Personal information
- Born: June 26, 1979 (age 46) Steger, Illinois, U.S.
- Listed height: 6 ft 3 in (1.91 m)
- Listed weight: 291 lb (132 kg)

Career information
- Position: Center
- High school: Bloom Trail (Chicago Heights, Illinois)
- College: Illinois
- NFL draft: 2002: undrafted

Career history

Playing
- Chicago Bears (2002)*; San Diego Chargers (2002–2003)*; Rhein Fire (2003); Cologne Centurions (2004); Houston Texans (2004)*;
- * Offseason and/or practice squad member only

Coaching
- Oregon (2005–2006) Graduate assistant; Chicago Bears (2007–2009) Offensive assistant & assistant offensive line coach; Seattle Seahawks (2010–2011) Offensive quality control & offensive line coach; Illinois (2012) Offensive line coach; Jacksonville Jaguars (2013–2015) Assistant offensive line coach; Illinois (2016–2018) Offensive line coach; Green Bay Packers (2019–2021) Assistant offensive line coach; Green Bay Packers (2022–present) Offensive line coach;

Awards and highlights
- Third-team All-American (2001); Second-team All-Big Ten (2001);

= Luke Butkus =

American football player and coach (born 1979)

Lucas J. Butkus (born June 26, 1979) is an American football coach and former center who is the offensive line coach for the Green Bay Packers of the National Football League (NFL). He previously served as an assistant coach for the Illinois Fighting Illini, Jacksonville Jaguars, Seattle Seahawks and the Oregon Ducks.

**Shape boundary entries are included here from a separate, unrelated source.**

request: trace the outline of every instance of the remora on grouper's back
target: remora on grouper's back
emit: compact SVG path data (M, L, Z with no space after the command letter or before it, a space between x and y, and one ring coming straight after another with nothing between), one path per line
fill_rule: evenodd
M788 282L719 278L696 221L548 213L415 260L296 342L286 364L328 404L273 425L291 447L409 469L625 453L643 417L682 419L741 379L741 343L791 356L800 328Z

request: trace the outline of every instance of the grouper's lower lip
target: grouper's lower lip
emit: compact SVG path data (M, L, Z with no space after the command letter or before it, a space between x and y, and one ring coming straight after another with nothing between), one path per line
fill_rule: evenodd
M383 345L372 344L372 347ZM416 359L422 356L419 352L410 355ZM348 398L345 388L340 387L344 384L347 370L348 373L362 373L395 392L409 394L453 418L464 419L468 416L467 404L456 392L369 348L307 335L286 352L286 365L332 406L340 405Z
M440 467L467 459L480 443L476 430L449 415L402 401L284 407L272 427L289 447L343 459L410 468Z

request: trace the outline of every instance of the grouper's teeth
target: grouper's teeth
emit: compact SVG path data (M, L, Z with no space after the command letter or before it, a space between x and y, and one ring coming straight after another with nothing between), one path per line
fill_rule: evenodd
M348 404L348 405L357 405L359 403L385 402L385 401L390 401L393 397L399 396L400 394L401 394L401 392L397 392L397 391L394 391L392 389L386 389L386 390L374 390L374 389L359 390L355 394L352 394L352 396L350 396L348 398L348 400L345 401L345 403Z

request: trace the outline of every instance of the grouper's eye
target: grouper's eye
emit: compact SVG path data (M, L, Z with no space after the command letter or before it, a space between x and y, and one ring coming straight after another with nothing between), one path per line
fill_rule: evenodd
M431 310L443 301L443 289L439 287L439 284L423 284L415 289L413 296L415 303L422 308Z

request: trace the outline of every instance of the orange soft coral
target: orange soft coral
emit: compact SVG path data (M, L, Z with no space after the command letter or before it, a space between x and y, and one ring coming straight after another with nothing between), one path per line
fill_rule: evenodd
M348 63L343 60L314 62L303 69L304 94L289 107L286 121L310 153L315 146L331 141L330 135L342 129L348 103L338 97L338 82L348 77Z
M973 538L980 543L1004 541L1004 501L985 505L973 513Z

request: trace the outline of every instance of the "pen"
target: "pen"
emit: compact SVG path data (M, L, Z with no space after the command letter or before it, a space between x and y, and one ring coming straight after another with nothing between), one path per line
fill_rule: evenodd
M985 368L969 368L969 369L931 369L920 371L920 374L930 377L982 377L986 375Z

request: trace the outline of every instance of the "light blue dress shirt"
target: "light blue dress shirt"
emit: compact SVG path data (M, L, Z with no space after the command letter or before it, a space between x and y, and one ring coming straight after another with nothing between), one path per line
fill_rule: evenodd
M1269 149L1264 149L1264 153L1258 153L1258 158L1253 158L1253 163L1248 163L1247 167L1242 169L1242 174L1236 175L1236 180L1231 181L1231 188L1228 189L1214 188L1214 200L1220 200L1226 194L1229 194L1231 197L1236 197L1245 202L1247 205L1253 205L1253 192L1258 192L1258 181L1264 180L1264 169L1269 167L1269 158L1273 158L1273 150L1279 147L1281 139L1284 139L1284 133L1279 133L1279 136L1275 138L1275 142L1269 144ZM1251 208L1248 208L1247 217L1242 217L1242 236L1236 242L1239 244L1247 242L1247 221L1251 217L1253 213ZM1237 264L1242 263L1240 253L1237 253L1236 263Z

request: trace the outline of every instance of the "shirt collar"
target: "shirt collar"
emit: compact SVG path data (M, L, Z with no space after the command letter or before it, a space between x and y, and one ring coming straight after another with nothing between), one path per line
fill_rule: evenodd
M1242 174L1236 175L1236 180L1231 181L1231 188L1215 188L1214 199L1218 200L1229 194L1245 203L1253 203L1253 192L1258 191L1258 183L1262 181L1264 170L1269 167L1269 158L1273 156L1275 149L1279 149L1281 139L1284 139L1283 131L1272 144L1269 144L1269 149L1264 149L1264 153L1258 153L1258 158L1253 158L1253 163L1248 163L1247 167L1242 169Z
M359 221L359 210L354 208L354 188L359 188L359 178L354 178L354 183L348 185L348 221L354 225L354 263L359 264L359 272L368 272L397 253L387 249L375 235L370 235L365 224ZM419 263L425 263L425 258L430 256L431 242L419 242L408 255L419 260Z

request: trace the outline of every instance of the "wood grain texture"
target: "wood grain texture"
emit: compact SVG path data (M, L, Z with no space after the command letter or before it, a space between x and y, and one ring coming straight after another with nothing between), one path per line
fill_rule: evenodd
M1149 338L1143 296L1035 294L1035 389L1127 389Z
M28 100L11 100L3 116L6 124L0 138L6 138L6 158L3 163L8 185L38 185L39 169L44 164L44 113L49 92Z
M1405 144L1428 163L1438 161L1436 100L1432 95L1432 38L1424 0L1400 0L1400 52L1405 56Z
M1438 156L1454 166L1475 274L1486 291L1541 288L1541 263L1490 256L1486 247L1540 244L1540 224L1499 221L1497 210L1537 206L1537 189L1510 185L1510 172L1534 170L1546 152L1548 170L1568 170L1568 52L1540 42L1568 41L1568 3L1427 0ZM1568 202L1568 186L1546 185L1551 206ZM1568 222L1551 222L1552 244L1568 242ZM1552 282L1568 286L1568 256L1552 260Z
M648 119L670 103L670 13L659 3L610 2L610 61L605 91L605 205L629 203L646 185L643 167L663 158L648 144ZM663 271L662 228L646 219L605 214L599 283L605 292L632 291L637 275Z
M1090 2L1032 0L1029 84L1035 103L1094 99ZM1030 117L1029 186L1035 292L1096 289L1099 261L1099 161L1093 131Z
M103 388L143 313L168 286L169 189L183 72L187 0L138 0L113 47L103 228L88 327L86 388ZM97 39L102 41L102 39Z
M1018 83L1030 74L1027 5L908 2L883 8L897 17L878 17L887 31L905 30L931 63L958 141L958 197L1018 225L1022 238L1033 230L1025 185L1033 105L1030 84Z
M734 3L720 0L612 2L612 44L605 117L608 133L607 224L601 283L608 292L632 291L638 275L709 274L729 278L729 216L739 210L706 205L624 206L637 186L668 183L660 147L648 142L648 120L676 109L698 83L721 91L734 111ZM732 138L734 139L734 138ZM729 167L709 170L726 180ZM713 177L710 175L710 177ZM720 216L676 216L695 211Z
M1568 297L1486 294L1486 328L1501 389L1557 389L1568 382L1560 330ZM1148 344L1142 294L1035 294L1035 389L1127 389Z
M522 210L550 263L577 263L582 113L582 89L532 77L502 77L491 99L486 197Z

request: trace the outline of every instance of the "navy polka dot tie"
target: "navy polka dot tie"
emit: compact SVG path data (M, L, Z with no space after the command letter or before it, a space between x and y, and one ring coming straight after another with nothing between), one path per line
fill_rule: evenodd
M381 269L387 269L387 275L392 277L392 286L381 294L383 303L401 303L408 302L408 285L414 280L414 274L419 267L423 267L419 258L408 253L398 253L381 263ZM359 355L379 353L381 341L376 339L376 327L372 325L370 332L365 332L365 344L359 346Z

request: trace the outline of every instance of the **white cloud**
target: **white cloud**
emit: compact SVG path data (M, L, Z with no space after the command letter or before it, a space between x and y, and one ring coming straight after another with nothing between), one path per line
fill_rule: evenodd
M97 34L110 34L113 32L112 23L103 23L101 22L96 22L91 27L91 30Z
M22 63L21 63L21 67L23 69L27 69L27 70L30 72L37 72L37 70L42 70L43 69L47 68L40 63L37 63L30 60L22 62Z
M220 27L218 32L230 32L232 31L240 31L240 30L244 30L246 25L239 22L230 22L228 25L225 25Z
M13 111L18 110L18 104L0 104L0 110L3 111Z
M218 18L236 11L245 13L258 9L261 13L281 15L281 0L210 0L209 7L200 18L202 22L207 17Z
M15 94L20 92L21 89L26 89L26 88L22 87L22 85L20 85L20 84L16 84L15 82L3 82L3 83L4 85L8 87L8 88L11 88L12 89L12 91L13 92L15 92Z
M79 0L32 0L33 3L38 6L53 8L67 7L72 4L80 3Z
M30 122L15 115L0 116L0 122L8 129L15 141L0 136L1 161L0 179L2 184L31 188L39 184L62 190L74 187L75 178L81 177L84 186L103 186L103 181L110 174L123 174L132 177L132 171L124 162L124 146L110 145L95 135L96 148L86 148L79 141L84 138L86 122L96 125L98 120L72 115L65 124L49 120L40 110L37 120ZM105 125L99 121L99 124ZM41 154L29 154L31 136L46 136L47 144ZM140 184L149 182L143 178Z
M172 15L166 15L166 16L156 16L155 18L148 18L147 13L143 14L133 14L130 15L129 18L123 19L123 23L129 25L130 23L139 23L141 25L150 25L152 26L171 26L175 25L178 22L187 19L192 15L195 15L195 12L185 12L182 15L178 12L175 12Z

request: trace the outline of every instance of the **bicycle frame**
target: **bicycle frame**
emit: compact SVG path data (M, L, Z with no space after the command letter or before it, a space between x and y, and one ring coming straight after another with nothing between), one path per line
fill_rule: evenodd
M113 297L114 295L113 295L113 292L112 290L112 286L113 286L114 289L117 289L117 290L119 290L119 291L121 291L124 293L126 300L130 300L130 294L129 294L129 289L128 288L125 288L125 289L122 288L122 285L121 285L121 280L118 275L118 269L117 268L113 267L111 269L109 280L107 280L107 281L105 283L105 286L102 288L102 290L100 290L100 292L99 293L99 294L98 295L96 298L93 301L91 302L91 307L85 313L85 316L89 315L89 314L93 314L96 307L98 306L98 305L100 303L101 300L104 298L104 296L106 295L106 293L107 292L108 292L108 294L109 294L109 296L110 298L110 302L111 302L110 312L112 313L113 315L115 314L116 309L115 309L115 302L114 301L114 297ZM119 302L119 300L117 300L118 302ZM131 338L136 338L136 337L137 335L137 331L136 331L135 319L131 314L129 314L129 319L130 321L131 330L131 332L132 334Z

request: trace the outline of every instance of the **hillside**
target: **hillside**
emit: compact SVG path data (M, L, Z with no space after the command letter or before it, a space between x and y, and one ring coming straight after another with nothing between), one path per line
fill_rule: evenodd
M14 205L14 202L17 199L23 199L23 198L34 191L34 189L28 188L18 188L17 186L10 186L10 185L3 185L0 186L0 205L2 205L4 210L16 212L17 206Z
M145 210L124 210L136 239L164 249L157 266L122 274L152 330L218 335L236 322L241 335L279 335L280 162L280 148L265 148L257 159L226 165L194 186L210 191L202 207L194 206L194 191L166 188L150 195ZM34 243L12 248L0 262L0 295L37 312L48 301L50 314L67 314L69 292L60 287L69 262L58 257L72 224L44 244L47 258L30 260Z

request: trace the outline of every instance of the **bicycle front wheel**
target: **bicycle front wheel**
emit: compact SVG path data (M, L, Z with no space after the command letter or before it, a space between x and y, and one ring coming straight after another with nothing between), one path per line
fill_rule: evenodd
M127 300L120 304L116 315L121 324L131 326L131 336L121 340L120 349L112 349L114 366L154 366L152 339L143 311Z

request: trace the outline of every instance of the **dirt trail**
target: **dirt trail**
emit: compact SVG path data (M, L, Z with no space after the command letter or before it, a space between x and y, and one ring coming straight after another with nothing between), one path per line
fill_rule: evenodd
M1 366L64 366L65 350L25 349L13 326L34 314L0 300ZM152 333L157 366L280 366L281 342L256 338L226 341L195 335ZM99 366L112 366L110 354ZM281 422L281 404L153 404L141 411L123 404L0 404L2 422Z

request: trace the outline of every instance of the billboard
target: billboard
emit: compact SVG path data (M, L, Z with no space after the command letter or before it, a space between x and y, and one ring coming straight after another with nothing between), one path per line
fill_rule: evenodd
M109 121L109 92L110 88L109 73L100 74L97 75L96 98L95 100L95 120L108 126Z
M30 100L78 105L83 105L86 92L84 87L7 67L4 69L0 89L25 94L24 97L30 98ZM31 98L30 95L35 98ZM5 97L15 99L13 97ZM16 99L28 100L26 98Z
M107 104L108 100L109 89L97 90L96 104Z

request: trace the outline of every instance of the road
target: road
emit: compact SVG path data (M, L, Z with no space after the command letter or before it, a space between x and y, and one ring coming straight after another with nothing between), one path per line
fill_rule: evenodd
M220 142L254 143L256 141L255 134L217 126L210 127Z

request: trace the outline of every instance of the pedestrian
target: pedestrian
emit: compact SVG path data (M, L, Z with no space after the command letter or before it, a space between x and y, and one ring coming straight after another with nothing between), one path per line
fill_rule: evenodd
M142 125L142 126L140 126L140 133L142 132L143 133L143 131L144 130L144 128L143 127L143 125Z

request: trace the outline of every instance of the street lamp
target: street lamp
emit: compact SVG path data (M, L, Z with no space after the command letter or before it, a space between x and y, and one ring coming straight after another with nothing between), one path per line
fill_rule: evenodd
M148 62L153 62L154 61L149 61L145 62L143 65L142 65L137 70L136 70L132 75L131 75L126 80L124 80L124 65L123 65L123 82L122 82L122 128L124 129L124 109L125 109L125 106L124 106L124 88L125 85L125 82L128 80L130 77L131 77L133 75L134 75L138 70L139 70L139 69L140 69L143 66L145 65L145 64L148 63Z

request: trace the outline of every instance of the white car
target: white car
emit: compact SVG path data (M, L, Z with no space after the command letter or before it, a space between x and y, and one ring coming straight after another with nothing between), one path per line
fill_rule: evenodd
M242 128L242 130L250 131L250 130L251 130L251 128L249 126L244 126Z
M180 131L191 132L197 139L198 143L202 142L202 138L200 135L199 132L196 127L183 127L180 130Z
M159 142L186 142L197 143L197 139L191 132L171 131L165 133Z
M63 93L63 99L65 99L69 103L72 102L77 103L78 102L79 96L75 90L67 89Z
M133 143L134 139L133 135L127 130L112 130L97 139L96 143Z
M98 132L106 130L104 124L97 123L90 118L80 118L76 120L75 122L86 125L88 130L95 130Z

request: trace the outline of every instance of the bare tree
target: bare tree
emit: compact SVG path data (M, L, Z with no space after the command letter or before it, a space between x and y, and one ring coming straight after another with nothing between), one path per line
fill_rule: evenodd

Butkus played college football at the University of Illinois and was signed by the Chicago Bears as an undrafted free agent in 2002. He has also played for the Rhein Fire, San Diego Chargers and Cologne Centurions.

==Playing career==

He attended training camp with the Bears in 2002 and the San Diego Chargers in 2003. Butkus also played center for the Rhein Fire (2003) and Cologne Centurions (2004) of NFL Europe. He attended Bloom Trail High School in Chicago Heights, Illinois and the University of Illinois.

Pre-draft measurables
| Height | Weight |
| 6 ft 2+7⁄8 in (1.90 m) | 291 lb (132 kg) |
All values from Pro Day

==Coaching career==
===Oregon===
In 2005, Butkus began his coaching career at the University of Oregon as a graduate assistant coach. He would serve in this position until 2006.

===Chicago Bears===
In 2007, Butkus was hired by the Chicago Bears as an offensive assistant and assistant offensive line coach under head coach Lovie Smith.

While the announcement that the tenure of quality control coaches Butkus and Charles London would end came on the same day as the public learned that several Bears' offensive coaches would be fired, leading to speculation that London and Butkus were fired for performance issues, the team would later clarify that the quality control coaches were signed to contracts set to expire after the 2009/10 season, regardless of the team's final standing.

===Seattle Seahawks===
On February 1, 2010, Butkus was hired by the Seattle Seahawks as their assistant offensive line coach under head coach Pete Carroll.

===Illinois===
In 2012, joined his alma mater, the University of Illinois under head coach Tim Beckman.

===Jacksonville Jaguars===
In 2013, Butkus was hired by the Jacksonville Jaguars as their assistant offensive line coach under head coach Gus Bradley.

===Illinois (second stint)===
In 2016, Butkus returned to the University of Illinois as their offensive line coach, reuniting with head coach Lovie Smith.

===Green Bay Packers===
On February 7, 2019, Butkus was hired by the Green Bay Packers as their assistant offensive line coach under head coach Matt LaFleur.

On January 30, 2022, Butkus was promoted to offensive line coach following Adam Stenavich's promotion to offensive coordinator.

==Personal life==
Butkus is the nephew of Pro Football Hall of Fame linebacker Dick Butkus.